I like how everyone is talking about an excerpt from a 30 year old article that can't even be looked at on a database to see for ourselves:lmao:

  • Author
Posted
I like how everyone is talking about an excerpt from a 30 year old article that can't even be looked at on a database to see for ourselves:lmao:

 

Most scientific articles you have to pay to see it. The vast majority of the ones Ive looked at are like that and not available to the public in free form. you cannot download them from the database and post them somewhere else.

  • Author
Posted (edited)
Seems kind of similiar to another post whos posts mostly centered around "studies":eek:

 

Men and women are equally shallow most men and women i know need physical attraction but also substance behind it.

 

If a man is unwilling to settle down with you then look in the mirror not at all men or studies to justify why its not you but all men who are flawed.

 

Says the guy who likes going to escorts to have sex with "attractive women"

 

Studies are relevant. The problem is people discount studies that consistently show findings they dont like. You think I like the fact men place looks over personality? Sorry, but they show in terms of physical attraction, men and women are not equally shallow.

 

Good reading comprehension.
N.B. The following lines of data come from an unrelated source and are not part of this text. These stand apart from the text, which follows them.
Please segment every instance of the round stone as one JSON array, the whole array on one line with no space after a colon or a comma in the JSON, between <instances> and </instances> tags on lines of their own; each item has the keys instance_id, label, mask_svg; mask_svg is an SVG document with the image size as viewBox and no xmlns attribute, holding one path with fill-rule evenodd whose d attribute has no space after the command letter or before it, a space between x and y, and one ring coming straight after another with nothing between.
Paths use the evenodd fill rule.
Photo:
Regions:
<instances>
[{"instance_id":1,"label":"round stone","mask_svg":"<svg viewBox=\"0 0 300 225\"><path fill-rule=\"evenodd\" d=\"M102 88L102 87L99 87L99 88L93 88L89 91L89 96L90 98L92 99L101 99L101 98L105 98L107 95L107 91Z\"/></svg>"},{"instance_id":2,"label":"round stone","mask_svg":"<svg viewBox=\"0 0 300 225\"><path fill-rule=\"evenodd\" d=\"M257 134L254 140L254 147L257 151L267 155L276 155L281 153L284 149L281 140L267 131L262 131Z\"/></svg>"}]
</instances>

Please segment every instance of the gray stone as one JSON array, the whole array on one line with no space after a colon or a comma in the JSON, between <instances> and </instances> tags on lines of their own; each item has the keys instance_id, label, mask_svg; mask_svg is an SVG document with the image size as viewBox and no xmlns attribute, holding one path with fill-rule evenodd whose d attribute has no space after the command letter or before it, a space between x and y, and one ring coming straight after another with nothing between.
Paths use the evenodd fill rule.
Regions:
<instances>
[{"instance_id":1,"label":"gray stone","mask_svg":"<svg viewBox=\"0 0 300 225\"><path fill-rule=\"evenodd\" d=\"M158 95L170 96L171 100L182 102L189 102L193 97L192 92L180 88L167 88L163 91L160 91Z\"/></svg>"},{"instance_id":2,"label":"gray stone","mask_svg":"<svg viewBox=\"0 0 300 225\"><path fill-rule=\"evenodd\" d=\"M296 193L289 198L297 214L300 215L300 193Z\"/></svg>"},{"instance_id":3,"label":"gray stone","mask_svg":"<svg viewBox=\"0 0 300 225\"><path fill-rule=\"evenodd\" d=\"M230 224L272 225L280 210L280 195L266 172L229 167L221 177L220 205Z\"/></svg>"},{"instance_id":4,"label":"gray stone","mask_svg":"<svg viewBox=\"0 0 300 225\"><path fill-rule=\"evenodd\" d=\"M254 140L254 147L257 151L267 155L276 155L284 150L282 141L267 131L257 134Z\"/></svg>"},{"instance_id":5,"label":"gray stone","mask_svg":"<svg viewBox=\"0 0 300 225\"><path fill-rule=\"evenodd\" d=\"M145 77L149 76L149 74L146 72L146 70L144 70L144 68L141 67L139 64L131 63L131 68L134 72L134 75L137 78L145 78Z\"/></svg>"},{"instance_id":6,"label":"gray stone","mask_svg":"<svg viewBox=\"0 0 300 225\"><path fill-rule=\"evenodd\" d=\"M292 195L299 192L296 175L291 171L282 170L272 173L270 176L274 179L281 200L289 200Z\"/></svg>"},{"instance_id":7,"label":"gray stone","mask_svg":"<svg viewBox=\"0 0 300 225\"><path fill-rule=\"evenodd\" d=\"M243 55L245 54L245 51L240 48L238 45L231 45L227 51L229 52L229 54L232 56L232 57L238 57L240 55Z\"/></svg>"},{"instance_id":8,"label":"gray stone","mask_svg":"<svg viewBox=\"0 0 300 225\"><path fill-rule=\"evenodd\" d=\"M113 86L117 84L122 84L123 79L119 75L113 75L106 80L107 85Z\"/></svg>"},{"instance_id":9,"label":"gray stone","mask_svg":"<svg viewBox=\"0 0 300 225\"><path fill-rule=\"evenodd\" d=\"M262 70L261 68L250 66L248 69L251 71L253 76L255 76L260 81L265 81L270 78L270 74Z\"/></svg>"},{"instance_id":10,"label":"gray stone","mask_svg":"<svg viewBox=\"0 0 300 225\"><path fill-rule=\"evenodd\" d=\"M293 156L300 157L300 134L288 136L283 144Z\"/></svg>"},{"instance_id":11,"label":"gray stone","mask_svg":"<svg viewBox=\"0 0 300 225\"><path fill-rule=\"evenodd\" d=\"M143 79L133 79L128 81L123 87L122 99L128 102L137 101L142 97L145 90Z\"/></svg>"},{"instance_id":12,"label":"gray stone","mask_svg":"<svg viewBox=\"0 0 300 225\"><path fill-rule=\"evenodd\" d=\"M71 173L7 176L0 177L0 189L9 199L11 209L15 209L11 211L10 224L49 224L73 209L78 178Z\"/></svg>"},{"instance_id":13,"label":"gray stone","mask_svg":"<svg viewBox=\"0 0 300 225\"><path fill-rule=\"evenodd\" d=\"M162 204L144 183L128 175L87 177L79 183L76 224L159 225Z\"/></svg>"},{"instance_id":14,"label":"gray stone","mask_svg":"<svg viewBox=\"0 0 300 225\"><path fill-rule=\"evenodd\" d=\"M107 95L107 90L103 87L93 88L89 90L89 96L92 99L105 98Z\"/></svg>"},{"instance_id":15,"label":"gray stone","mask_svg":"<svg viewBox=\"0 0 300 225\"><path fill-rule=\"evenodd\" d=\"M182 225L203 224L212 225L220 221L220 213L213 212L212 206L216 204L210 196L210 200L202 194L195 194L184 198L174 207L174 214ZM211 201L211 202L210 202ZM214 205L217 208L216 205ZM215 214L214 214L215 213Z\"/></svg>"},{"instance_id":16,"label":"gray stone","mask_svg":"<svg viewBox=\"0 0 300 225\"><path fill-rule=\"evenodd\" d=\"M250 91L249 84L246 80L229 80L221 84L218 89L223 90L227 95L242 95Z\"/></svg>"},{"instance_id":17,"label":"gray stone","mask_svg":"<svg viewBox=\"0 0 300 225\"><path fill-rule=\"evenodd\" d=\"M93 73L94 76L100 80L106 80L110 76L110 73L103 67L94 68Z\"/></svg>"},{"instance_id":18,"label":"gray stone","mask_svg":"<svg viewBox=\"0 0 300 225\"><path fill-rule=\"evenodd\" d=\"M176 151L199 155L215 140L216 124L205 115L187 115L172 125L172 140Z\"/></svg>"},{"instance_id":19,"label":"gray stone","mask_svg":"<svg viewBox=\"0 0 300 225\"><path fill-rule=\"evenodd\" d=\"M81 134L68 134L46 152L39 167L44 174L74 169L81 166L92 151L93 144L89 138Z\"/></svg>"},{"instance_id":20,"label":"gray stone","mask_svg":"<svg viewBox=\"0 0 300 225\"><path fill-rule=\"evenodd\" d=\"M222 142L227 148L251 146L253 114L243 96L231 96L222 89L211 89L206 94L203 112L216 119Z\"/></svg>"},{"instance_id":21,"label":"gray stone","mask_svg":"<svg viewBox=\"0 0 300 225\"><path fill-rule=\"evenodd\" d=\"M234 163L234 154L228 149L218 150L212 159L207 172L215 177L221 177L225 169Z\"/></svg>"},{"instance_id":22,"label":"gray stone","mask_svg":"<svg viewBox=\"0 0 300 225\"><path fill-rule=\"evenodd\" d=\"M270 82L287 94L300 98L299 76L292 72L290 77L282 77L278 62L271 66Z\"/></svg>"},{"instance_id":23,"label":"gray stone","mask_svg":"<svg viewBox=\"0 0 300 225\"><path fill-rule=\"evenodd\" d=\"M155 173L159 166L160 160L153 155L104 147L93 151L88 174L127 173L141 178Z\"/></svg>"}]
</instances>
This thread is not about "settling down" It is about how looks is of more importance than personality for men than when compared to women.

Edited by reaver
  • Like 1
Posted

Some of you bitter people who want to generalize half the population should just get together with each other.

  • Author
Posted
Some of you bitter people who want to generalize half the population should just get together with each other.

 

Why do studies consistently show that men place looks higher up on their priority list of choosing who to date than women? How does realizing this phenomenon exists, make me bitter?

 

I would say it makes me smart. Not bitter. Ive dated a few who werent like this, so how am I generalizing? I constantly turn away shallow men though.

Posted
Why do studies consistently show that men place looks higher up on their priority list of choosing who to date than women? How does realizing this phenomenon exists, make me bitter?

 

I would say it makes me smart. Not bitter. Ive dated a few who werent like this, so how am I generalizing? I constantly turn away shallow men though.

 

You and your studies.

Posted
Some of you bitter people who want to generalize half the population should just get together with each other.

 

I agree. Revear, send me your pic please...oops, does that mean I'm shallow too??:p

Posted
Most scientific articles you have to pay to see it. The vast majority of the ones Ive looked at are like that and not available to the public in free form. you cannot download them from the database and post them somewhere else.

 

30 year old studies that aren't even accessible do not make a good discussion. I don't even have an abstract to look at here to verify anything.

Posted

reaver, no one can see the linked study. It throws a 404 code. So I'm providing a possibly different study based on fMRI findings about men being more responsive to visually sexual arousing stimuli.

 

Men and women differ in amygdala response to visual sexual stimuli - Nature Neuroscience

 

Men are generally more interested in and responsive to visual sexually arousing stimuli than are women. Here we used functional magnetic resonance imaging (fMRI) to show that the amygdala and hypothalamus are more strongly activated in men than in women when viewing identical sexual stimuli. This was true even when women reported greater arousal. Sex differences were specific to the sexual nature of the stimuli, were restricted primarily to limbic regions, and were larger in the left amygdala than the right amygdala. Men and women showed similar activation patterns across multiple brain regions, including ventral striatal regions involved in reward. Our findings indicate that the amygdala mediates sex differences in responsiveness to appetitive and biologically salient stimuli; the human amygdala may also mediate the reportedly greater role of visual stimuli in male sexual behavior, paralleling prior animal findings.
Posted
Yeah, but at the same time, the guy generally has to have the right kind of personality for girls to like him.

 

I'm one of the lucky ones. My personality naturally attracts women. I have done a lot of self reflection and I'm quite self-aware, but I was still born with that kind of personality.

 

The guys on here that struggle don't have that kind of personality (and it's even tougher to get if they're not intelligent). They blame it on other things, but this is really it. And they can't change because they don't even acknowledge that the problem is WITHIN them, as opposed to what they are physically.

 

And even then, it requires work. Any ugly girl can just wear makeup. Any fat girl can just lose weight.

 

Dude that doesn't make any sense. And no, makeup won't cure ugly. There are a lot of men here who admit to having gotten better with women as they aged because they changed their personality.

 

unless a woman gets plastic surgery everywhere, hair extensions and tons of makeup, she won't become that ideal. Even then some men will reject her cause she is not naturally beautiful.:laugh: In any case, the majority of us don't have the money to do that to ourselves nor do we want it. So yeah, ugly women for the most part will stay ugly and at the bottom of dating pool.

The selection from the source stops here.